Preventing Frosty Paws and More Winter Safety Tips for Pets

Abigail Blank - The Upside Blog |

by | Updated: November 14th, 2016 | Read time: 2 minutes

“If you need a sweater, he needs a sweater.” Those were the words our vet said to me upon realizing that Charlie, one of our chihuahuas, would not get out of bed all winter long. Why this hadn’t dawned on me earlier was beyond me, but sure enough, as soon as we got Charlie a collection of stylish and comfortable canine apparel, he was back to his regular bossy and begging self.

Winter Pet Safety Tips

Cold weather affects our pet pals more than many people realize. We often hear the argument, “They’re animals, they’re meant to be outside.” And while this may be true to an extent, there are many preventable hazards associated with cold weather.

Both dogs and cats should be kept inside, for the most part, in snow and extreme cold conditions. Cats allowed to roam the outdoors often hide under the hoods of cars and can be severely injured when the engine starts. They are also at risk of freezing if they become lost or trapped outside, or worse, eaten by a wild animal.

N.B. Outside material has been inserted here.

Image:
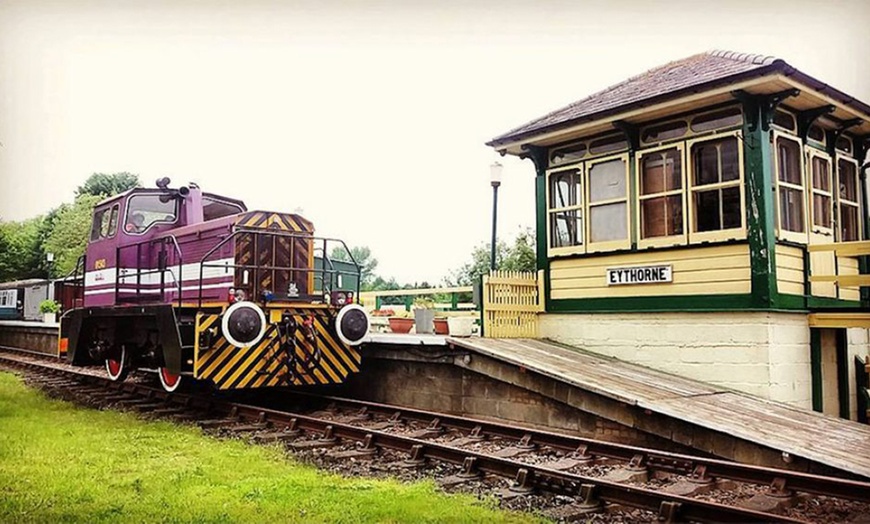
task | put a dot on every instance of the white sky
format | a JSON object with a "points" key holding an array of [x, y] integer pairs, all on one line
{"points": [[370, 116]]}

Short hair dogs can become very uncomfortable and chilled in cold winter conditions. Outfitting them with weather-appropriate clothing, including sweaters, coats or protective booties, can help to protect them against physical injuries associated with the cold. Resist shaving long-haired dogs in the winter, as their fur is obviously natural protection against the elements. It’s also important to wipe down your dog’s legs, paws, and stomach after a walk or playtime outside in the snow to prevent them from accidentally ingesting road salt or other ice-melting chemicals.

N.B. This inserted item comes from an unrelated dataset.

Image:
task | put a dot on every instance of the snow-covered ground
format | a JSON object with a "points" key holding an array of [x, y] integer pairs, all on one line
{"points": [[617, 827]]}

The cold can be especially hard on very young and senior pets. It can be difficult to convince puppies to go outside to “do their business” in the snow and extreme cold. The same goes for older dogs. If you’re in the middle of house training your puppy or your senior dog is flat out refusing to go outside, you can relieve everyone’s stress by investing in some house training pads to get you through the winter.

Older dogs and cats may suffer from joint and ligament pain and arthritis, which is exasperated in cold weather. Make sure to give them warm sleeping areas away from drafts and cushioned from the cold, hard floor, and consider giving your senior pet a joint supplement to help promote health and flexibility.


With proper care, you and your pet can enjoy the long winter nights without worry. And believe it or not, spring is right around the corner!